Pfff… Que d’aventuriers dans les pubs lillois…

 

http://www.liberation.fr/planete/2018/03/19/trafic-d-armes-vers-gaza-un-francais-se-tire-une-balle-dans-le-pied_1637311

Pour une poignée de dollars

 

Trafic d’armes vers Gaza: un Français se tire une balle dans le pied

 

Le poste-frontière d’Erez, entre Israël et Gaza, le 1er novembre 2017. C’est à ce poste-frontière que Romain F. a été arrêté, le 19 février. Photo Thomas COEX. AFP

 

Romain F., jeune Lillois employé consulaire au consulat général de France à Jérusalem, a convoyé des armes entre Gaza et la Cisjordanie, pour des motifs qui semblent uniquement financiers. Pris sur le fait, il risque plusieurs années de prison.

  • Trafic d’armes vers Gaza: un Français se tire une balle dans le pied

Les objectifs de caméras à quelques centimètres de son visage, il s’assoit dans le box, le col de sa parka kaki pénitentiaire zippé au-dessus du crâne, lui donnant des airs de prisonnier sans tête.

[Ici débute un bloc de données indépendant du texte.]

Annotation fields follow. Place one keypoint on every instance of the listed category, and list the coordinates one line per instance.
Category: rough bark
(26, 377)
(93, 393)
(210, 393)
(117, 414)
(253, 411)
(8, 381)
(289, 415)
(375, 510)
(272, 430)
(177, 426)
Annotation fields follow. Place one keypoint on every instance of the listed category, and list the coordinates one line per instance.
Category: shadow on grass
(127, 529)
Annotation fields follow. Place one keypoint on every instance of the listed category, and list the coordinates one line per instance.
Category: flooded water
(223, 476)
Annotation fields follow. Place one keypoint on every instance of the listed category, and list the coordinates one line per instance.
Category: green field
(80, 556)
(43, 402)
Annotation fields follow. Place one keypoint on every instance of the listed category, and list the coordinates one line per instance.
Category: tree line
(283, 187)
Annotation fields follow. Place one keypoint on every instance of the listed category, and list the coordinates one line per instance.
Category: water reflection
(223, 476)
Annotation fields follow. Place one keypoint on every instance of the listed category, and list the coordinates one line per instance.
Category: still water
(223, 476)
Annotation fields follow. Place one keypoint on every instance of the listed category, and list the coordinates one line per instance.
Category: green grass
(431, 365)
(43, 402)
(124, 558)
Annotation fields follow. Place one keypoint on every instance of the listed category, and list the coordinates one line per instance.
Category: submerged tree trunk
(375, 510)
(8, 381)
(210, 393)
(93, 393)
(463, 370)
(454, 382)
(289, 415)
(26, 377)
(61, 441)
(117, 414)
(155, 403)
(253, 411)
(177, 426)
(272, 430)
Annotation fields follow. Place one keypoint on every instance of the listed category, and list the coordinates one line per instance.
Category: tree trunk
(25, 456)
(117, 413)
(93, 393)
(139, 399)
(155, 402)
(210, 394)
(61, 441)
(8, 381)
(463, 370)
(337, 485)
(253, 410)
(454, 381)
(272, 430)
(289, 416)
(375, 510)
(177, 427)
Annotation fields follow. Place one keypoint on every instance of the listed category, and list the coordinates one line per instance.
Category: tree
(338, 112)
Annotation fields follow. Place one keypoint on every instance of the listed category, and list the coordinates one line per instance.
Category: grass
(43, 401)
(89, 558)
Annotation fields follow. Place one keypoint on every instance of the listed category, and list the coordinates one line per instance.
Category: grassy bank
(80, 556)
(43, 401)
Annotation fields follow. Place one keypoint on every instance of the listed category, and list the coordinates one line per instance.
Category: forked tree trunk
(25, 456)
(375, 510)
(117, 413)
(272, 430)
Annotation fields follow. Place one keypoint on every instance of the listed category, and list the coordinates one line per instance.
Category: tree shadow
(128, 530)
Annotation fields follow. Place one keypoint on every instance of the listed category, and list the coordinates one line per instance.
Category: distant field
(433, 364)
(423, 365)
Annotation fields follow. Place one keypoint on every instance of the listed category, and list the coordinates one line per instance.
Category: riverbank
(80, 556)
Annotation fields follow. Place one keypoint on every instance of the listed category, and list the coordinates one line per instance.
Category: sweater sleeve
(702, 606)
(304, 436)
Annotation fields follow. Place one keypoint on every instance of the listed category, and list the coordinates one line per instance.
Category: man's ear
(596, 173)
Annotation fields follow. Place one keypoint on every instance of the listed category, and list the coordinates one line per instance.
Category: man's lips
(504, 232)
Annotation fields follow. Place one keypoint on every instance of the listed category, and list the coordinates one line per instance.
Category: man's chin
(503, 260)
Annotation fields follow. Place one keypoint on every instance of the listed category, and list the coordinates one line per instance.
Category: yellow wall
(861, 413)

Il y a un peu plus d’un an, en janvier 2017, Romain F. se lançait dans «une nouvelle aventure», comme il l’écrivait alors sur Facebook : un job de volontaire international à l’étranger au consulat général de France à Jérusalem. Aujourd’hui, le Lillois de 24 ans est inculpé pour trafic d’armes entre la bande de Gaza et la Cisjordanie. Il risque plusieurs années de prison. Selon le Shabak (le service de sécurité intérieure israélien), employé comme chauffeur au consulat, il aurait ces trois derniers mois convoyé pas moins de 70 armes de poing et deux fusils d’assaut entre l’enclave côtière et les Territoires occupés, profitant de la relative exemption de fouilles conférée par son véhicule diplomatique. Déjà embarrassante en temps normal pour la diplomatie française, l’affaire injecte un avant-goût acide au déplacement en Israël du ministre des Affaires étrangères, Jean-Yves Le Drian, prévu lundi prochain.

L’arrestation du jeune employé consulaire, sur laquelle les autorités israéliennes avaient imposé aux médias locaux un «gag order» (interdiction de publier) jusqu’à lundi, remonte au 19 février, au terminal frontalier d’Erez, entre Israël et la bande de Gaza, ce qui explique qu’il soit jugé à Beersheva, et détenu dans la prison de Shikma (Ashkelon), dans le sud du pays. Selon le Figaro, qui a révélé avec l’Obs l’affaire dimanche soir, Romain F. aurait reconnu le transport des armes, mais nie toute motivation politique ou collusion avec le Hamas, qui contrôle la bande de Gaza et est considéré comme un groupe terroriste par l’Union européenne. Selon le dossier d’accusation, le Français aurait perçu la somme de 700 dollars (570 euros) à chacun des cinq convois qu’il aurait effectués. Pour le Shabak, le contractuel a «agi pour l’argent, de son propre chef et à l’insu de ses supérieurs».

Copieux communiqués

De fait, lors de la très brève audience de lundi, dédiée à la lecture de l’acte d’inculpation et la décision de son maintien en détention, aucune menace sécuritaire n’a été évoquée, les faits reprochés restant dans le domaine d’une «simple affaire criminelle», comme l’ont souligné les avocats des cinq autres suspects, tous Palestiniens. Parmi eux se trouve Mohamad S., 30 ans, lui aussi employé au consulat en tant qu’agent de sécurité et lié d’amitié avec le Français. Les autres mis en cause auraient écoulé les armes en Cisjordanie, ce qu’ils réfutent. En tout, neuf personnes ont été arrêtées en connexion avec l’enquête.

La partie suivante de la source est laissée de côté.